By demanding explicit recognition before negotiations can begin, Israel
and others are being unreasonable. No other people without sovereignty
has been forced to recognize an occupier whose borders are vague. By
accepting an independent state in the West Bank and Gaza alongside Israel,
the Palestinians have declared the borders of their own state and offer
the possibility of mutual recognition through negotiation.
Palestinian President
Mahmoud Abbas, the supreme military commander, has called for an end
to occupation through negotiations and has rejected outright the use
of violence. While insisting on the people's right to resist occupation
through any method, the unity government prioritizes nonviolent resistance.
Furthermore, by seeking to extend the cease-fire in Gaza to the West
Bank, the new government is offering an olive branch to the Israelis
even before negotiations begin.
Politically, the
new government provides a logical process regarding negotiations for
a permanent resolution of the conflict. It gives Abbas and the PLO,
which he chairs, full authority to negotiate a peace agreement with
Israel. Once an agreement is reached, it is to be ratified by the Palestinian
National Council or through a referendum. Polls of Palestinians consistently
show strong support for a peace based on the two-state solution. So
an Abbas-brokered deal approved by the people is possible even with
Hamas in power. Such a peace, negotiated by a moderate Palestinian and
approved by the silent majority, would last. The alternative, making
a secret deal without public support, would not last and would easily
be torpedoed, as we saw with the Oslo accords.
Opponents of peace
find plenty of excuses to see the cup as half empty. The Palestinian
prime minister, for one thing, belongs to an Islamic movement that has
not yet declared its strategic long-term position regarding Israel.
Those not interested in peace note that Hamas refuses to recognize Israel.
Hamas's supporters,
however, note that it took the PLO 30 years to recognize Israel and
that in the past 12 months, Hamas has come a long way by accepting the
1967 borders of a future Palestinian state. Hamas's commitment to the
Gaza-only cease-fire also shows that it can be trusted to meet its obligations.
In June 1967, Israel
occupied Palestinian and Arab lands. Forty years later, in defiance
of U.N. resolutions, the Israeli army is still occupying the lands and
oppressing the people, and the government still supports building illegal
settlements in Palestinian territory. Soon after the occupation, the
late Moshe Dayan said that the Israelis were waiting for a phone call
from any Arab leader. Instead, Arabs resolved not to recognize Israel,
not to negotiate with Israel and not to make peace with Israel.
Since then, Palestinians
and other Arabs have reversed themselves, offering peace, negotiations
and recognition in return for Israeli withdrawal to the 1967 borders.

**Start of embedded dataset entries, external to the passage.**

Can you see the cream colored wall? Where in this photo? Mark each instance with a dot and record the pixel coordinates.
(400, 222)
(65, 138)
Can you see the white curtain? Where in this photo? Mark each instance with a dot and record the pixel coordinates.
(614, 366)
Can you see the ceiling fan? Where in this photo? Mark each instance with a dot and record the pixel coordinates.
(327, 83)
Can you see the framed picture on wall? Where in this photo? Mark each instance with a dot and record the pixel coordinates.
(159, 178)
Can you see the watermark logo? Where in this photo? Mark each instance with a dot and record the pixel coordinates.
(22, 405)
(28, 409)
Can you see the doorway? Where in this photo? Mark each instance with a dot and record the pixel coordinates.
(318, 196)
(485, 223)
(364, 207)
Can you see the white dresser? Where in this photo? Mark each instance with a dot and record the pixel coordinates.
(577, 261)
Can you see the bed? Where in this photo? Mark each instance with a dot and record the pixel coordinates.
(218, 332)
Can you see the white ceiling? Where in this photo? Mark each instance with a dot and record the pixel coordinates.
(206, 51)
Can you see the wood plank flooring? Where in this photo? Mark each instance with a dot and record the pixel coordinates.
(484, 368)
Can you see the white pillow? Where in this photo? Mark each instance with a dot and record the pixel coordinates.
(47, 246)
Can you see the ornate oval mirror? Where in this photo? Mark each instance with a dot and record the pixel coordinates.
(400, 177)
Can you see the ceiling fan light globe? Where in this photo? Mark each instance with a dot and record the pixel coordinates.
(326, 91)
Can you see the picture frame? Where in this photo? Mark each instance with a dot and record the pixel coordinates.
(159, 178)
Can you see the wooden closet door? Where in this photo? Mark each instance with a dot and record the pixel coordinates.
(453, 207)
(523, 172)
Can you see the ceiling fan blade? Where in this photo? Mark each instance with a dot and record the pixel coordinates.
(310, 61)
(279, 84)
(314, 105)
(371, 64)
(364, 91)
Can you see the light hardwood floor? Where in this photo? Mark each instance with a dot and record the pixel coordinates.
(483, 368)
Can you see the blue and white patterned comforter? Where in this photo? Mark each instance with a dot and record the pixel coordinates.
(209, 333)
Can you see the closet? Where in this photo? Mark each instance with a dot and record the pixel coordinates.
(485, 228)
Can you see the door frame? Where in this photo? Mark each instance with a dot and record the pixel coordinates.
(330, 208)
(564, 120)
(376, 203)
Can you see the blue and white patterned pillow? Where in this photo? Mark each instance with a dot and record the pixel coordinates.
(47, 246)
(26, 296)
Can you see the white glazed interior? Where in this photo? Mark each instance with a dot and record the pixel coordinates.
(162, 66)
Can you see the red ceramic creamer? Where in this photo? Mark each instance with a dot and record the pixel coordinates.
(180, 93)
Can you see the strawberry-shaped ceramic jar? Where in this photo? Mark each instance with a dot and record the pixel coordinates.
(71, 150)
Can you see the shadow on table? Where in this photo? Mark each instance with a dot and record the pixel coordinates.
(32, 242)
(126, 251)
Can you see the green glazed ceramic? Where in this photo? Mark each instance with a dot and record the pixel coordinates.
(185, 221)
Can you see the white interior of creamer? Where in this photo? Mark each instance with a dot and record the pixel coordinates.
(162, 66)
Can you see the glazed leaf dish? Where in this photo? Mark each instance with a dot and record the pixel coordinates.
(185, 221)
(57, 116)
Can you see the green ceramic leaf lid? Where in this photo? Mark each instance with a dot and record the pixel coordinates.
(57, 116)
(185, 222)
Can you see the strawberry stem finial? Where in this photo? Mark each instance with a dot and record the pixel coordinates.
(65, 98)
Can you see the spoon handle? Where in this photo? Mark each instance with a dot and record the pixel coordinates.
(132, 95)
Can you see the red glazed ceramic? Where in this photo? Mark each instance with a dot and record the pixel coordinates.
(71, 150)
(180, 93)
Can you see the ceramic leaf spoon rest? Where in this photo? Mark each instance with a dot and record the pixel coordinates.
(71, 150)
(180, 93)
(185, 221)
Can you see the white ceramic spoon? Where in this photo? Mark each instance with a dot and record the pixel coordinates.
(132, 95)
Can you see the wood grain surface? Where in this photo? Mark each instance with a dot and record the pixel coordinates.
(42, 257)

The new Palestinian government, which plans to participate in the upcoming
Arab summit, will approve and reiterate the Arab peace initiative, first
made in Beirut in 2002, that called for an exchange of land for recognition
as well as normalization.
It is time for Israel
and the international community to see that the cup is half full. By
choosing to work toward peace, they can fill it the rest of the way
-- or stand by and watch the drops of hope dry up.
Daoud Kuttab
is a Palestinian journalist and director of the Institute of Modern
Media at Al-Quds University in Ramallah.